Origin: Isle of Islay (Scotland)
Type: Single Malt Scotch Whisky
Strength: 50%ABV
Ageing casks: Ex-wine and ex-Sherry
Chillfiltered: No
Added coloring: No
Owner: Bruichladdich (Rèmy Cointreau)
Average price: € 350.00
Official website: www.bruichladdich.com
Vote: 90/100
Since last year, the Fèis Ìle for Bruichladdich has been called Rock’Ndaal, the distillery’s open day on Loch Indall becoming a big rock party (as well as a whisky party), with perhaps the largest attendance on festival days.
And, of course, there is no shortage of special bottlings created for the occasion, this year distinctly divided into two of Bruichladdich’s ‘souls’: sixteen year olds, with the Rock’Ndaal 02.01 featuring unpeated distillate from local organic barley matured in ex-Bourbon and ex-Sauternes casks, and this 02.2 representing peat under the Port Charlotte label in refill ex-wine and butt ex-sherry casks.
Last year the choice had been to create two vatting between Octomore, Port Charlotte and the classic Bruichladdich, always distinguished between local organic barley and not, one all in ex-Bourbon and the other in ex-Wine and ex-Sherry, both at 50%ABV as this year and always in limited editions of 2,500 bottles.
Tasting notes
Very peaty on the nose as expected, with the smoke more evident at a distance from the glass, while going to the source the blanket thins out, opening up to a mouth-watering sachertorte resting on a bed of wet dried leaves and resin, with orange marmalade, toasted nuts (walnuts, pine nuts, cashews), dried fruit (blackcurrants, dates, plums), sour cherries and nutmeg. Opulent and liqueur-like, with a richness that evolves over time, extracting burnt caramel, coastal gusts, worked leather and a balsamic puff. Seductive.

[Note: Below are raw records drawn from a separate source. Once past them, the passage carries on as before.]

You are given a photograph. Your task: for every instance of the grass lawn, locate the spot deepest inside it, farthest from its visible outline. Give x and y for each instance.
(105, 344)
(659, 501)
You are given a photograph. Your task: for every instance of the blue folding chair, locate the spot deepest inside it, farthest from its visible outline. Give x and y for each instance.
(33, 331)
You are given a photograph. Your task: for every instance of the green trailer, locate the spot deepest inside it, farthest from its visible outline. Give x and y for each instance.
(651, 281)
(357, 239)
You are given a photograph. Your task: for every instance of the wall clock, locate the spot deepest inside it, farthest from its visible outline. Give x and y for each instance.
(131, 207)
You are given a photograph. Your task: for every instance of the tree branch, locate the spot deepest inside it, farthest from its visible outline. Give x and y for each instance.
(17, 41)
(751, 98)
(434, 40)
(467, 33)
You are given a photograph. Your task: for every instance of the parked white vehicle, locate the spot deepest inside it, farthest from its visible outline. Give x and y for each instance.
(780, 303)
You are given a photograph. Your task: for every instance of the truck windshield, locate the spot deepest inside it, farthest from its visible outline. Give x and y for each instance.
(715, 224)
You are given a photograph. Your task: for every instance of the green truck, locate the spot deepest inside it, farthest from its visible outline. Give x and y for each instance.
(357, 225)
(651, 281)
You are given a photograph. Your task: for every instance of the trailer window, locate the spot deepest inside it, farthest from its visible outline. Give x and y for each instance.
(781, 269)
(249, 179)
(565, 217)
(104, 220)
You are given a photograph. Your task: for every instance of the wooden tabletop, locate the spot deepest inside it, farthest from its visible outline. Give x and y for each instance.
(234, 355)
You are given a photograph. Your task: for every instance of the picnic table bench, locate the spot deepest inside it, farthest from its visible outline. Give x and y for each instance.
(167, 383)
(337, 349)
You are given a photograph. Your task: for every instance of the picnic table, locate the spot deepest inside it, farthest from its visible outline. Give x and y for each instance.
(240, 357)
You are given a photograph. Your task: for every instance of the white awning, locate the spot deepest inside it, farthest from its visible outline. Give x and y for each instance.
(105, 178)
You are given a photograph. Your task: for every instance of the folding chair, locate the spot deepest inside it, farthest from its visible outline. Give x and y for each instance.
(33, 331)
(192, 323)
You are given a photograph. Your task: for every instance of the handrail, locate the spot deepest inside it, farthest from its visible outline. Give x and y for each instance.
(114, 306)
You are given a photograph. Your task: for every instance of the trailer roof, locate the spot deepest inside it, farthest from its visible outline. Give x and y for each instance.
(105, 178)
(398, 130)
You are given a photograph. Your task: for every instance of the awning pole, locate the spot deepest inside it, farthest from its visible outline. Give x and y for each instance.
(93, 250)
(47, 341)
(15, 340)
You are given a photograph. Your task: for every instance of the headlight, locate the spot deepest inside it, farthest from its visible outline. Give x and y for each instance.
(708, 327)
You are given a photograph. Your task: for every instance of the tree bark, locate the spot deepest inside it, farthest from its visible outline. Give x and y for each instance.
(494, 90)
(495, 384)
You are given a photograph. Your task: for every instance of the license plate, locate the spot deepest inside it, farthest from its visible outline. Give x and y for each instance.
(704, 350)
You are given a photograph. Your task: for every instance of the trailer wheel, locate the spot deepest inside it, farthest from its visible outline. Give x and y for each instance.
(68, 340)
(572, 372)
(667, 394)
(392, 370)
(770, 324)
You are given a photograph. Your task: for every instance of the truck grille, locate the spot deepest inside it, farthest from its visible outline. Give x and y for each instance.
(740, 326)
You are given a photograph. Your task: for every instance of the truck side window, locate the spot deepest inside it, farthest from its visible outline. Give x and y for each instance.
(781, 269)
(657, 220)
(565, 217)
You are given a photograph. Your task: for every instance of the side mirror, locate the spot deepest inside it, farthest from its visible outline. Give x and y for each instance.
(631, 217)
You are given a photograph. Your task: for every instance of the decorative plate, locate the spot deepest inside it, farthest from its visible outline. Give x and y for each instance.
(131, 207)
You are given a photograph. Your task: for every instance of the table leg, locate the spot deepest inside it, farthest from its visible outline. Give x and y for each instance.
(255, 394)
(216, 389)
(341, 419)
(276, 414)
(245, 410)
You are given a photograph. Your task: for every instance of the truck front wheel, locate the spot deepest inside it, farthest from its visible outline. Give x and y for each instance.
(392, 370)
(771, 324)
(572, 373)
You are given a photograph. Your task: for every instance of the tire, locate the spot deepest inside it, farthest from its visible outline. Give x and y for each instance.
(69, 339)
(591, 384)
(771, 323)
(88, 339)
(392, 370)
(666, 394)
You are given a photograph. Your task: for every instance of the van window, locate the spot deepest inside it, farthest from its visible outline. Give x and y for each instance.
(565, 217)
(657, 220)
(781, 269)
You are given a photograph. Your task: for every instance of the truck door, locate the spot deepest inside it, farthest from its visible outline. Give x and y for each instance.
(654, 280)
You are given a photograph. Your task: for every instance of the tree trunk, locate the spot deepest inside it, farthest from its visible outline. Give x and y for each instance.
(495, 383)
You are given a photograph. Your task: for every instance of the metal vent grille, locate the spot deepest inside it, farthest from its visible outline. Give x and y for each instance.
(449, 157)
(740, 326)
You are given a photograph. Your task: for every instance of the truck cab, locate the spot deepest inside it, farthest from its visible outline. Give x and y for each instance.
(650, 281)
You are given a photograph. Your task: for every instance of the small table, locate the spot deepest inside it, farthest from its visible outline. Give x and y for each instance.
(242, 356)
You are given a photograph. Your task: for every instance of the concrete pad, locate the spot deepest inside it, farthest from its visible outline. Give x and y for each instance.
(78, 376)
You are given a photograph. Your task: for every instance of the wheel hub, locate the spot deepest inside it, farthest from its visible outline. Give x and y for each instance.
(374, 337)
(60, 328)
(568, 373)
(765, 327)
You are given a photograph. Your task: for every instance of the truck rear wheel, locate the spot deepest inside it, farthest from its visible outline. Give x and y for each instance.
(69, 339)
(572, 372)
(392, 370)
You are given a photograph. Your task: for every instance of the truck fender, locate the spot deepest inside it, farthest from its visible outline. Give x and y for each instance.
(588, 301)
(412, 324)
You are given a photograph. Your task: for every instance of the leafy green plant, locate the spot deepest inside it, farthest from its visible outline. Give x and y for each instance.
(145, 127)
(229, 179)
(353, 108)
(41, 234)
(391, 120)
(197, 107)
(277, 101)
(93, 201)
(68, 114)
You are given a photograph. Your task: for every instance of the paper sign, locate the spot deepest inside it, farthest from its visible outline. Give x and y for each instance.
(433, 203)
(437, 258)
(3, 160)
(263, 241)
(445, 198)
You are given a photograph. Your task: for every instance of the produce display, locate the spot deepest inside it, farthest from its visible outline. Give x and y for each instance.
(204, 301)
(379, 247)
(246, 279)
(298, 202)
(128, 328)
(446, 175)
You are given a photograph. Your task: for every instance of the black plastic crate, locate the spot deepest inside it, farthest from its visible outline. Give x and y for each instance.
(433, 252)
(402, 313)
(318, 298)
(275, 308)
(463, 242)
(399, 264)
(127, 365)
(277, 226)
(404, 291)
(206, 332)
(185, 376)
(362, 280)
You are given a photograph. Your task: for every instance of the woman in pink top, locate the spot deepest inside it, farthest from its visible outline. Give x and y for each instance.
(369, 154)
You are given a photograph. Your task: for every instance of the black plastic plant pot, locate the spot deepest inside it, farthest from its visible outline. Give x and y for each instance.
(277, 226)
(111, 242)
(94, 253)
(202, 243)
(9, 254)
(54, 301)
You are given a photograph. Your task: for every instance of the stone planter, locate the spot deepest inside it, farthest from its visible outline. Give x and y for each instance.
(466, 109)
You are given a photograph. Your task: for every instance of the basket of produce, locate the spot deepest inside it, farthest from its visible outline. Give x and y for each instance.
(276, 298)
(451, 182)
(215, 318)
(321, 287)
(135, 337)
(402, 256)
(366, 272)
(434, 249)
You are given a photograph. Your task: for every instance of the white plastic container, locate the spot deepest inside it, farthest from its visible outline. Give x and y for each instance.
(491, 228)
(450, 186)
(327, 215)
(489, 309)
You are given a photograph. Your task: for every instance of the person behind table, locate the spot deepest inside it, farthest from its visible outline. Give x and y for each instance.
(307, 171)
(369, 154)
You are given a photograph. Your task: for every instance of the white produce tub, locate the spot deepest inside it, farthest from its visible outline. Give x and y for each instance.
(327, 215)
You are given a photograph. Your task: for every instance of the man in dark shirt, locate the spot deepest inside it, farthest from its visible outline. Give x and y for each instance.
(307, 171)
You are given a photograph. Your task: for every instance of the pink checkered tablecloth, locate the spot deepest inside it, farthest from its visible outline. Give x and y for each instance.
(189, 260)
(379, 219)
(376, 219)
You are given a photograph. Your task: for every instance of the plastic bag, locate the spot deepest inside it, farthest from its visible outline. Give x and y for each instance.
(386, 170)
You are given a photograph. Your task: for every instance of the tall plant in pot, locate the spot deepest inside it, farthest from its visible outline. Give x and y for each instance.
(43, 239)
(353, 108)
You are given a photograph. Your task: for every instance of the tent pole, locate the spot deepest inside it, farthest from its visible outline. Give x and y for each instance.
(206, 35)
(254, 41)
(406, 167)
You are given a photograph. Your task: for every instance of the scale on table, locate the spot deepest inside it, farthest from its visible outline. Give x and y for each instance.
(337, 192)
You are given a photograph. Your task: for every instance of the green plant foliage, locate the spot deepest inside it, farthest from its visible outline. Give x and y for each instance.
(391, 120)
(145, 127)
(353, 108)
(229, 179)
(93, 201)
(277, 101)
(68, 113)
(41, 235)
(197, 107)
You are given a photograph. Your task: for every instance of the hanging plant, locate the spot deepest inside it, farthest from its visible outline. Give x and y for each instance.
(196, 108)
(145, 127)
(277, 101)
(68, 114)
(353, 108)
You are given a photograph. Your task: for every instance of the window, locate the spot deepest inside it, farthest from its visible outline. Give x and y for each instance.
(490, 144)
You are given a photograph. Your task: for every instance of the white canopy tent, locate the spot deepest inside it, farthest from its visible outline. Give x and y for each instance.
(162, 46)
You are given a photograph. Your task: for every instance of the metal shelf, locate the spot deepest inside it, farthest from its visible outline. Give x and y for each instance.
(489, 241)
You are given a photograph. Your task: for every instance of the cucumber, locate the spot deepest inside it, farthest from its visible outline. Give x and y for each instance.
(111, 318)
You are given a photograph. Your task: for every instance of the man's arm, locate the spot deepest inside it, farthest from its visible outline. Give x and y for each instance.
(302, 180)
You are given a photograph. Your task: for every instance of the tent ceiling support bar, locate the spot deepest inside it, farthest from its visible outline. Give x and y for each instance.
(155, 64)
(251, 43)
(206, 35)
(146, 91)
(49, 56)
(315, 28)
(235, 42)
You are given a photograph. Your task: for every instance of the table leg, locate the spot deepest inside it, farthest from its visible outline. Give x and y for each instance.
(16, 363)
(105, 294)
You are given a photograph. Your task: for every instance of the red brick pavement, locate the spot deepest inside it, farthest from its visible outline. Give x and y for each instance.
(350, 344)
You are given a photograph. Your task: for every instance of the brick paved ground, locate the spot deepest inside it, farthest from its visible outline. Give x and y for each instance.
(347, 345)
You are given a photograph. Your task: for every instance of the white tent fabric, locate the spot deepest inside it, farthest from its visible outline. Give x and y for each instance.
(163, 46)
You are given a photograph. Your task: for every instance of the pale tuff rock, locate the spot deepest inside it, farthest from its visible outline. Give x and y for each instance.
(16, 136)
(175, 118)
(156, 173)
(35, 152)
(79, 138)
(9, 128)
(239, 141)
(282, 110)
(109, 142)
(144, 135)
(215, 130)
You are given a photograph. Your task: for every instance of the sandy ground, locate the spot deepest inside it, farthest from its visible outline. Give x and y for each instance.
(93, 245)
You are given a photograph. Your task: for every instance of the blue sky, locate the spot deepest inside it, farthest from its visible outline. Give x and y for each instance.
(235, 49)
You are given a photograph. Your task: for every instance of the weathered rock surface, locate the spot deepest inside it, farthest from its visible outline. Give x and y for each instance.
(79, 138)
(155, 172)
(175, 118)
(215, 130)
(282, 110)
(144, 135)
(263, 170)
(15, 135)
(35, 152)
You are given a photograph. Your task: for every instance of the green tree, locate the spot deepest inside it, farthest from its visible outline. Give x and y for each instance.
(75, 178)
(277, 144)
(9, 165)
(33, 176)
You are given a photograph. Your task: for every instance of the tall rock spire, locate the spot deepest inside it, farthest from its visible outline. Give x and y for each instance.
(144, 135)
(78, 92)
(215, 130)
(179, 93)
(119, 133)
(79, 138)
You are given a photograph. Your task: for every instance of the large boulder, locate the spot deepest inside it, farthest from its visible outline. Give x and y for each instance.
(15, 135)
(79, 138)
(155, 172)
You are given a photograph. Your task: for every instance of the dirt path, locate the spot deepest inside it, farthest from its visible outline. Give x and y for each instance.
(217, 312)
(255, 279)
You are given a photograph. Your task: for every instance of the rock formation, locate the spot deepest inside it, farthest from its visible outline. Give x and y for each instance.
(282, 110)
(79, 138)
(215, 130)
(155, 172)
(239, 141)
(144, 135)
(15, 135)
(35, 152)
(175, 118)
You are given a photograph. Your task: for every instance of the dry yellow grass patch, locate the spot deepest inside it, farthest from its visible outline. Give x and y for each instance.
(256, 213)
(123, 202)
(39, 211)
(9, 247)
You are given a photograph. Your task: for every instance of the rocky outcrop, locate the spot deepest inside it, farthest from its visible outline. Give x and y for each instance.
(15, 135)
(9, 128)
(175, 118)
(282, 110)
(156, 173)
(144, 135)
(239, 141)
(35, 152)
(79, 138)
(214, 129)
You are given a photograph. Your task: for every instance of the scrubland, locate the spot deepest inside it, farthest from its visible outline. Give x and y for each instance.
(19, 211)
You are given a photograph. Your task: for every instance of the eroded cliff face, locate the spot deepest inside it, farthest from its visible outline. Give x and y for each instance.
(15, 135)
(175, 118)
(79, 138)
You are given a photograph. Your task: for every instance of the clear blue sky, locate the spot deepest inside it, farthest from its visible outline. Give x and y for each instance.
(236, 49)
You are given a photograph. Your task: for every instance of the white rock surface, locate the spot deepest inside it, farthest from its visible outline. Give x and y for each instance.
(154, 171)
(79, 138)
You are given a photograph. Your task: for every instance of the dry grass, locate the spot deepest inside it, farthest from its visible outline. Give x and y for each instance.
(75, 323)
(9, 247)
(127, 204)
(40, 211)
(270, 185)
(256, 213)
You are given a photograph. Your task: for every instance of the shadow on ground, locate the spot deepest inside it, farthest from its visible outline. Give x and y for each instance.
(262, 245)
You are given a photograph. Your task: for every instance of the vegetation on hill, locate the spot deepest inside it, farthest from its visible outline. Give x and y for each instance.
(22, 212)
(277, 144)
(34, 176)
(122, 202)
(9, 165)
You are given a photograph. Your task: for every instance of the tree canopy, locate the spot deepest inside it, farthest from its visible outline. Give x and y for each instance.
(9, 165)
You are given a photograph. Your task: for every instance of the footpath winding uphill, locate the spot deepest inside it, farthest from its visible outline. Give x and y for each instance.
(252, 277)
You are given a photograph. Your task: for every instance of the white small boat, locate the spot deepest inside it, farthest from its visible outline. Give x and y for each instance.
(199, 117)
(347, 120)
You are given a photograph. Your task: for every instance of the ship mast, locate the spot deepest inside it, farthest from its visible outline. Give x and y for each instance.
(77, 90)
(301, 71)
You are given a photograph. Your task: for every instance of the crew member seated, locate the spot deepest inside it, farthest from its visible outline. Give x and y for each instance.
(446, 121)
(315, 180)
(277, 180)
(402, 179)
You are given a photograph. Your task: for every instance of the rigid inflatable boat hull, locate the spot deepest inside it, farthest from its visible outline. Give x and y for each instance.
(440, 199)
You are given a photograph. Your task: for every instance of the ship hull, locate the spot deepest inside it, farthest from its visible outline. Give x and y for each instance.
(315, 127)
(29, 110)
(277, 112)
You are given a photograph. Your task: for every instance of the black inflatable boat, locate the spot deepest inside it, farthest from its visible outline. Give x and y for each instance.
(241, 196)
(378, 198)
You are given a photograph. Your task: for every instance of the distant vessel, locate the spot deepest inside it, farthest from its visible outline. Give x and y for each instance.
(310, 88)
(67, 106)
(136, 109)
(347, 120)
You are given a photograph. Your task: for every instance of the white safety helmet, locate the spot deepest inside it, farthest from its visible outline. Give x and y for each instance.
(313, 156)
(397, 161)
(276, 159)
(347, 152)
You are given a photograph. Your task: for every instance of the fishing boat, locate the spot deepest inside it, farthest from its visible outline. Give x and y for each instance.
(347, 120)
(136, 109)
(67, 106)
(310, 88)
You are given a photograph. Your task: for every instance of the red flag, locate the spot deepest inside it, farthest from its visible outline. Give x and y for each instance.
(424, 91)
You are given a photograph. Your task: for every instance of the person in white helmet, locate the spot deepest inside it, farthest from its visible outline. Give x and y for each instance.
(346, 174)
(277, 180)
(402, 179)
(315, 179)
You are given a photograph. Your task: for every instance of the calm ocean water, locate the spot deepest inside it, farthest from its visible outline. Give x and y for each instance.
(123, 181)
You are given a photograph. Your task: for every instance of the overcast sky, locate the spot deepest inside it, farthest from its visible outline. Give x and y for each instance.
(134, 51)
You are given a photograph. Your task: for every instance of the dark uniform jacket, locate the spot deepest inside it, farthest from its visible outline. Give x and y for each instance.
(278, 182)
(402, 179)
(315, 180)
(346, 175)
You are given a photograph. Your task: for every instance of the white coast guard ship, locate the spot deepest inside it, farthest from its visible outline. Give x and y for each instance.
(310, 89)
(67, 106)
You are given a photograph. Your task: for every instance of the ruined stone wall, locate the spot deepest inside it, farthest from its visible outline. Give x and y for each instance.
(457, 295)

On the palate it is the red fruits that take the reins of the flavours, juicy and slightly acidic, with smoke (thick and vegetal) framing the whole dram. Chocolate is the other protagonist, a wrapping that envelops cherries in spirit (think of Mon Chéri Sweet Cherry), nuts, candied orange peel, caramel. And salt, lots of salt, especially along the length, with a mineral vein that is accentuated over time, extracting impressions of tobacco, chocolate icing, ginger.
The finish is long and rich, of ash and salt, red fruit jam, tobacco, nuts, cocoa, orange.
A full and complex dram, layered, with the peat perfectly integrated also thanks to a very apt strength, a set of balances and counterpoints that manages to be elegant and sumptuous at the same time.
Already a significant price on release, but understandable.